The evolution of executive incentive plans: 9 changes from 2005 to 2015

As hospitals and health systems are held to increasingly higher standards on clinical outcomes and patient satisfaction, executive annual incentive plans have changed to better position healthcare providers to meet them.

Although financial goals persist as a key component of any executive incentive plan, the weight they carry has decreased to make room for the growing emphasis on incentive measures that address clinical quality and employee management, according to Integrated Healthcare Strategies.

Ten years ago, Gallagher Integrated surveyed executive annual incentive plans to determine the prevalence of different kinds of incentive measures or goals at nonprofit healthcare provider organizations. The survey was administered again in 2015 to analyze how incentive plans have changed.

Here are nine key findings from the report, according to Integrated Healthcare Strategies.

1. In 2015, financial management represented 32 percent of incentive measures and goals, while clinical quality represented 25 percent, patient satisfaction represented 18 percent and all other measures — such as employee engagement, efficiency, physician satisfaction, employee retention and population health management — represented 25 percent.

2. Financial management was an incentive measure that was prevalent among 100 percent of the surveyed hospitals and health systems in both 2005 and 2015. The most common measure in use in 2015 is margin percent (revenues less expenses divided by revenues), although actual earnings and measures such as EBIDA are also used.

3. Financial management incentive goals that address cash flow, days receivables or expense control are still used, but have declined significantly since 2005.

4. Clinical quality remains the second most common category of incentive measure from 2005 to 2015, but its overall weight has increased significantly. Compensation committees are often involved in determining quality goals. A common approach is to identify and set incentive goals around areas of weak clinical quality performance, such as reducing hospital readmissions after a reduction in CMS reimbursement.

5. The use of patient satisfaction measures has increased slightly between 2005 and 2015, largely driven by the linkage CMS made between HCAHPS and reimbursement. Incentive goals for patient satisfaction are often expressed as achievement of some specific percentile relative to the industry as a whole, or relative to a designated peer group. 

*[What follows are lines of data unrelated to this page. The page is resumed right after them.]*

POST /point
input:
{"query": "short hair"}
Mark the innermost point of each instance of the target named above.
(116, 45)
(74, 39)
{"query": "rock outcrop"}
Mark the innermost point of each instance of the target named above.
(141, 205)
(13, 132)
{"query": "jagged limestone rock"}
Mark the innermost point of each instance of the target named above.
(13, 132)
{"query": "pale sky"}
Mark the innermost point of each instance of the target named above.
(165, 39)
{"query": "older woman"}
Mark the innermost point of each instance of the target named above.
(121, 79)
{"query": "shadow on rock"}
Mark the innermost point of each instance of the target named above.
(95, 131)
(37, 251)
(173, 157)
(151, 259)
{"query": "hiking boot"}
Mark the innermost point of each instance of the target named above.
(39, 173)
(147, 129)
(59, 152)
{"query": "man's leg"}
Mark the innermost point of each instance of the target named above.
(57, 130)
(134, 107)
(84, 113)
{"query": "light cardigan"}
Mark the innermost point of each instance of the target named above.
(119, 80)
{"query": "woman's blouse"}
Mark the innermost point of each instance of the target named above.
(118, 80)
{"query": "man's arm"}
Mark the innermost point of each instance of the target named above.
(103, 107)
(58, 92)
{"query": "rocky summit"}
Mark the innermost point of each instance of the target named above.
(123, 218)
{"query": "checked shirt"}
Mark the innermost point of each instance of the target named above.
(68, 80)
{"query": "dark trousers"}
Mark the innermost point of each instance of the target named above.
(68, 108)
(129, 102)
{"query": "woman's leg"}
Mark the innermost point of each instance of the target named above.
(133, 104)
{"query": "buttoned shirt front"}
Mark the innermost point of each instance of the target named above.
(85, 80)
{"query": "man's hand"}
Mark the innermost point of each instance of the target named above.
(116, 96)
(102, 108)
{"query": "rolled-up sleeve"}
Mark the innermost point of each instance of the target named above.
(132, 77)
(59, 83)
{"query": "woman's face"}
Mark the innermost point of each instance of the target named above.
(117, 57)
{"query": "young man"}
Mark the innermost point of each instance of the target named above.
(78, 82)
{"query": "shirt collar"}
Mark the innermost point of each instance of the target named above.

6. The most significant single change in incentive goals over the 10-year period was the emergence of the concept of employee engagement in place of employee satisfaction. Measures of efficiency have also increased in use in executive incentive plans, such as length of stay, cost per adjusted patient day and emergency room wait times.

7. Recently emerging incentive measures address the concept of population health management and are usually employed through goals that address new care delivery models to meet community health goals. The survey found provider systems that are still largely on fee-for-service payment models rarely use population health management incentive goals. Those that were identified were qualitative in nature. Here are three such examples, according to Integrated Healthcare Solutions.

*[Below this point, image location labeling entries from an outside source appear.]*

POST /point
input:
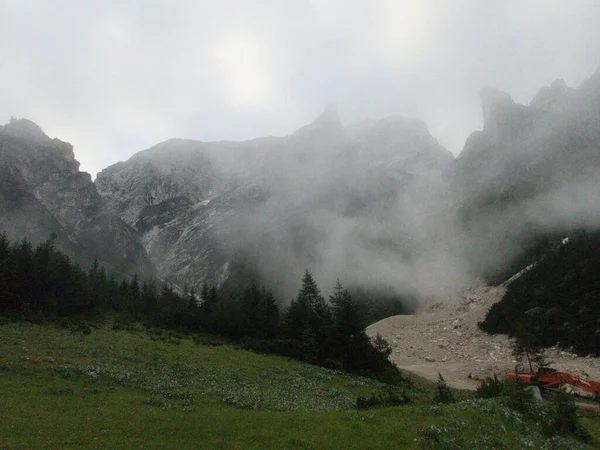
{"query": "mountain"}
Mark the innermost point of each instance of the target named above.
(379, 203)
(530, 176)
(271, 207)
(42, 192)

  • Design and implement a new, complex care strategy in pilot programs to address a population of patients at high risk, such as diabetes patients. 
  • Implement approaches to better coordinate patient transfers or "hand-offs" from acute care to post-acute care. 
  • Collaborate with other community health resources to address improving health in the community served. 

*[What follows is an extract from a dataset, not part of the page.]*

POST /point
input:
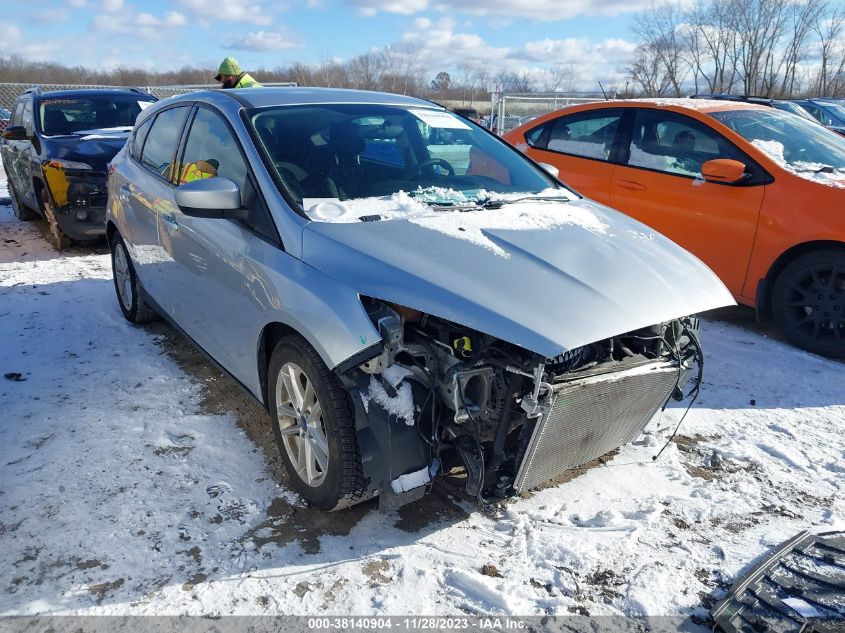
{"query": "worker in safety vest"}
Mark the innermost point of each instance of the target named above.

8. The overall number of incentive goals used in 2015 was about 20 percent higher than in incentive plans 10 years ago. This means awards are spread more thinly, lessening the value of each goal. There are now a greater variety of goals in use now than in 2005.

9. In 2015, incentive plans included more team goals than individual goals for executives for their area of responsibility. In 2005, 40 percent of incentive plans defined team goals and only 60 percent defined a mix of team and individual goals. In 2015, 55 percent of incentive plans were team only and 45 percent were mixed team and individual goals.

This content comes directly from Gallagher Integrated.